We applaud the courageous and necessary decision of the Minneapolis Public School Board on June 2nd to terminate its contractual agreement with the Minneapolis Police Department. We also think it’s critical to lift up and acknowledge the years of organizing that parents, students, education advocates and organizations like the Midwest Center for School Transformation, Twin Cities Innovation Alliance, Minnesota Parent Union, Black Youth Project 100, Inclusion Revolution, the students at MPS, PAROS and others have done in Minneapolis around decriminalizing learning environments. This vote wasn’t possible without their work.
On June 4th, the Portland Public School Superintendent also announced his decision to discontinue the regular presence of school resource officers in the city’s high schools and to invest those funds in social workers, counselors, and culturally responsive programs. As in Minneapolis, parent and youth organizations like Portland Parent Union and others have fought for years to remove police and implement positive approaches.
As a coalition of over 120 grassroots organizations committed to ending school pushout, fighting racism, and dismantling oppression, we see these decisions as specific and practical steps districts nationwide can take towards meaningfully protecting students and creating healthier learning environments. We call on other districts to follow Minneapolis’ and Portland’s lead and the lead of organizations on the ground that have been fighting for years to remove police from schools in their districts. The daily presence of police in schools does not positively contribute to student success or safety. Frankly, that’s never been their role. With police in schools, students and their families are criminalized, and school-based arrests and referrals to law enforcement go up.
“While we stand in solidarity with this long-fought battle to remove SROs from schools, we also have to be forward-facing, as we don’t want the removal of the physical presence of police to be replaced with technological policing and criminalization through surveillance technology such as cameras and social media monitoring which would only expand the police state and the cradle-to-prison algorithm,” says Marika Pfefforkon of the Midwest Center for School Transformation and the Twin Cities Innovation Alliance.
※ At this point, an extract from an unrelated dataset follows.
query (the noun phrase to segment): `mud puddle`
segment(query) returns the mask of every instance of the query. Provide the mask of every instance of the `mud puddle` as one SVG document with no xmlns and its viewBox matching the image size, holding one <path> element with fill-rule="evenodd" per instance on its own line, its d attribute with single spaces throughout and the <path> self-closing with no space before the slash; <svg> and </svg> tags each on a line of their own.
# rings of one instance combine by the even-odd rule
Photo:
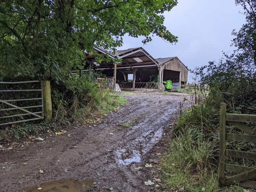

Sheila Warren of Portland Parent Union shared, “We are thankful for all who think this shift is important! Though a great victory for all of us, we must gear up to demand where that money should be spent both with the schools and police. We did ask for Counselors not Cops!”
As we celebrate these major victories, we know that our work and our partners’ work in Minneapolis and Portland doesn’t cease. We need a human rights framework for schools that is reflected in education policy and present in the everyday learning environment. Fortunately, there are already a plethora of practices that we know can create safety and support students’ well-being, and there are youth and parent leaders and community-based practitioners with solutions for districts to implement. This includes bringing community intervention workers and peacebuilders into schools, implementing culturally relevant curriculums, practicing restorative and transformative justice, adequately funding and hiring critical support staff such as school counselors, and engaging young people around decisions that shape their academic and social future.
As schools divest from policing and other practices that contribute to the surveillance and criminalization of students and families, they can invest in these transformative, culturally responsive, and effective approaches that support students’ full academic, social and emotional development.